Women from the London-based Iranian and Kurdish Women’s Rights Organisation have been attending the trial of Mahmod and Ari Mahmod, father and uncle of Banaz Mahmod Babakir Agha. The two men are accused of murdering Banaz in the name of so-called ‘honour’.

Rehmat Suleimani, a Kurd from Iran, gave his tearful account, and showed a film recorded on his mobile phone in which Banaz herself accuses her father of trying to murder her. Her father and uncle remained stone-faced.

Rehmat himself reports harassment and threats by members of the London Kurdish community. Mohamed Hama, who has lodged a guilty plea, apparently abducted Mr Suleimani on the day when Banaz was murdered, saying, “We’re going to kill you and Banaz, because we’re Muslim and Kurdish. We’re not like the English where you can be boyfriend and girlfriend.” For murderers like Hama and so many others that follow the brutalising doctrine of ‘honour’, being Muslim and Kurdish is more important than being human, and to be a Muslim Kurdish woman is to have no rights at all, not even the right to life.

One angle which the media have not so far covered is the poor performance of London’s Metropolitan Police in helping Banaz, who approached them four times before her death.
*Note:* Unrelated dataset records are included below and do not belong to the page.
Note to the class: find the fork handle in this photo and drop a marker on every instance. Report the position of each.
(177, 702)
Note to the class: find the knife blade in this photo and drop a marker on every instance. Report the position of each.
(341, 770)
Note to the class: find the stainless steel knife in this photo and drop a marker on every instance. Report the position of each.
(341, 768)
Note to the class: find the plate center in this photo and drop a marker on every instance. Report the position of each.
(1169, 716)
Jasvinder Sanghera, founder of the Karma Nirvana network for South Asian women who face forced marriage and ‘honour’ killing, calls for a ‘one chance rule.’ Agencies must help women in danger on the first occasion they call for help, she explains, because they may never get a second chance. In Banaz’s case, the police missed not just the first chance, but several chances. Her shameful and brutal death is all the more tragic for the knowledge that it could have been avoided. On New Year’s Eve 2005, Banaz fled her home barefoot and distressed, after a murder attempt by her father. When she expressed her fears to police they instead threatened to prosecute her for criminal damage relating to the windows she broke in escaping. On the 22 January 2006, two days before her disappearance, she gave a statement to police, which should have led them to find safe housing and protection for her. Instead it is now another piece of evidence in a murder trial, along with a letter she wrote to the police naming the men now standing trial. These are just the final acts in a catalogue of failures to protect her.
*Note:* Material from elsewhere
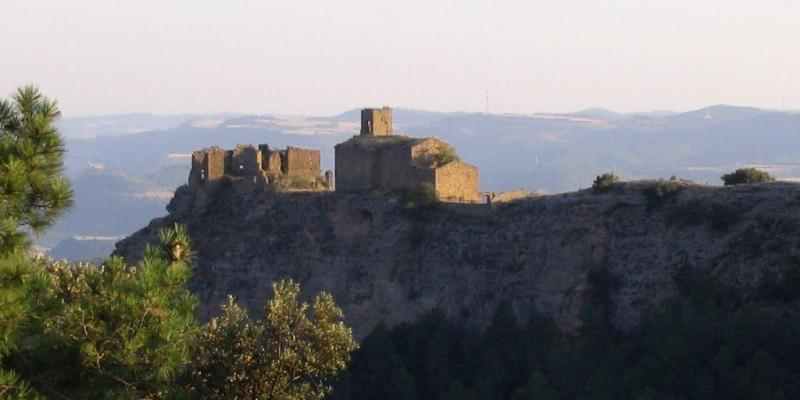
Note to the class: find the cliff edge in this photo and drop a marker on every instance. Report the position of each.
(383, 261)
IKWRO has been assisting women and young girls at risk of ‘honour’ killing since 2002, and in 2006 we helped 12 women and girls and two young men to find protection and safety. If the police had contacted us we could have assisted Banaz and her boyfriend and it is possible that the couple could be together now. Instead Banaz is dead, strangled and buried in a suitcase in a garden belonging to a relative, while her tearful boyfriend stands in the witness stalls at the Old Bailey.

While we regret the police’s failure to protect Banaz, we also assert that the responsibility for this crime lies not with the police, nor merely with the killers but with the complicity of backward and evil mentalities still prevalent in some of our communities. Justice must be served to challenge this perverted idea of ‘honour’. There must be no reduction in sentence on the grounds of ‘cultural difference’ as happened in the case of Abdallah Yunes after he stabbed his sixteen-year-old daughter Heshu to death. Human rights are, or should be, universal, and the right to life of a Kurdish and Muslim woman is equivalent to any other individual. Reducing the sentence under such grounds sends the message that, like the countries from which so many so-called ‘honour’ killers come, Britain is prepared to turn a blind eye rather than offend the sensibilities of patriarchal communities.

We ask you to support the Justice for Banaz campaign to demand that the police treat minority women in the UK with seriousness and sensitivity with respect to so-called ‘honour’ crime. We hope to convince the police to hold a full investigation into mistakes made, and to introduce the concept of ‘honour’ into their training. If Kurdish women can find no protection in their communities against this most heinous act of barbarism they should be at least entitled to protection under British law.